I sublimi selfie del Novecento. A Roma
Musia, Roma ‒ fino al 14 luglio 2019. Ritratti e autoritratti novecenteschi dominano la mostra allestita negli spazi romani di Musia. Gettando nuova luce sulla collezione Jacorossi.
“Il sublime oggi per me è nei volti più che nelle opere”. La citazione è di Alberto Giacometti e sovrasta la parete dove è esposta l’opera di Francesco Trombadori, Senza titolo, icona della mostra La moltitudine che è in ognuno di noi.
Allestita nello spazio Musia, vicino a Campo dei Fiori a Roma, l’esposizione raccoglie autoritratti e ritratti, dipinti e scolpiti, provenienti dalla collezione Jacorossi.
Il sublime dei volti novecenteschi si è spinto alle estreme conseguenze fino ai giorni nostri; l’autoritratto e il ritratto di oggi si scattano con la telecamera, col sorriso stampato, più volte al giorno, cogliendo l’intimità del quotidiano, meno spesso l’anima del personaggio.
I VOLTI DEL SECOLO BREVE
Tutti estremamente seri, uomini, donne e perfino i bambini, i volti ritratti nel Novecento interpretano l’essenza del Secolo Breve: si afferma sempre di più l’individualità anche grazie alla psicanalisi, ma spesso c’è poco da sorridere.

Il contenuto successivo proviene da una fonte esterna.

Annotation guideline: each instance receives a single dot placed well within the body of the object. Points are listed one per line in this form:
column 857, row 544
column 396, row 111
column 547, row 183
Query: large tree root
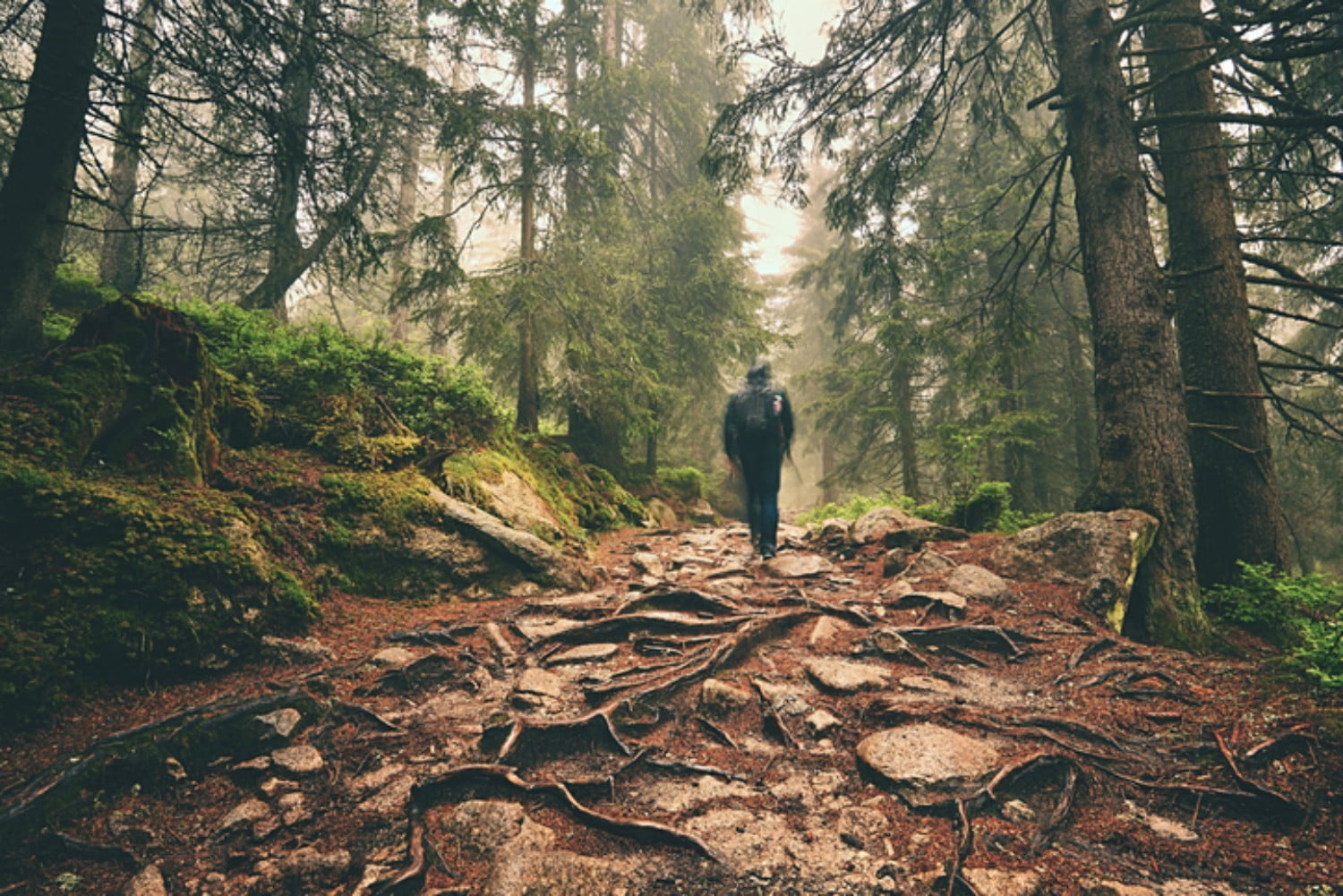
column 193, row 737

Le guerre e le dittature si susseguono, con il loro corredo di celebrazione dell’uomo forte; allo stesso tempo ci si appassiona al singolo individuo e al rispecchiamento con l’altro.
Giorgio de Chirico si mette in posa indossando il suo scudo metafisico e sfida la morte (Autoritratto con corazza, 1947), come gli ricorda suo fratello Alberto Savinio nella citazione impressa nella sala delle sculture: per gli antichi, fermare in un’immagine l’essenza del personaggio voleva dire la fine della vita.
Realizzati a soli due anni di distanza l’uno dall’altro, il ritratto e l’autoritratto di Giacomo Balla sono profondamenti diversi: un delicato volto femminile divisionista il primo (Ritratto di luce, 1925), un’esplosione di colori astratta con tanto di cornice incorporata il secondo (Autoritratto tricolore,1927).
Benedetta Cappa, pittrice e moglie di Filippo Tommaso Marinetti, è ritratta, seducente e androgina, avvolta nel colore dell’aeropittura futurista, da Alfredo Ambrosi Gauro (Ritratto di Benedetta, 1934).
Non conosciamo il nome del soggetto, ma l’introspezione psicologica al femminile domina l’immagine nel Ritratto di donna (1916) di Arturo Noci, esponente della Secessione romana.
SELFIE TRIDIMENSIONALI
Realistici e inquietanti, i mezzibusti e le teste scolpite dei primi del Novecento hanno lo sguardo lontano di chi punta al sogno e al futuro. Due esempi apparentemente antitetici, che però mostrano queste caratteristiche, sono il Ritratto di Gerarca (Anni Trenta) attribuito a Domenico Raelli, lo scultore lodato da Carlo Carrà per il suo stile “austero e gagliardo”, e il Busto di fanciulla (1930) di Marino Mazzacurati, che si rivolge alla tradizione e al passato dell’arte Italiana.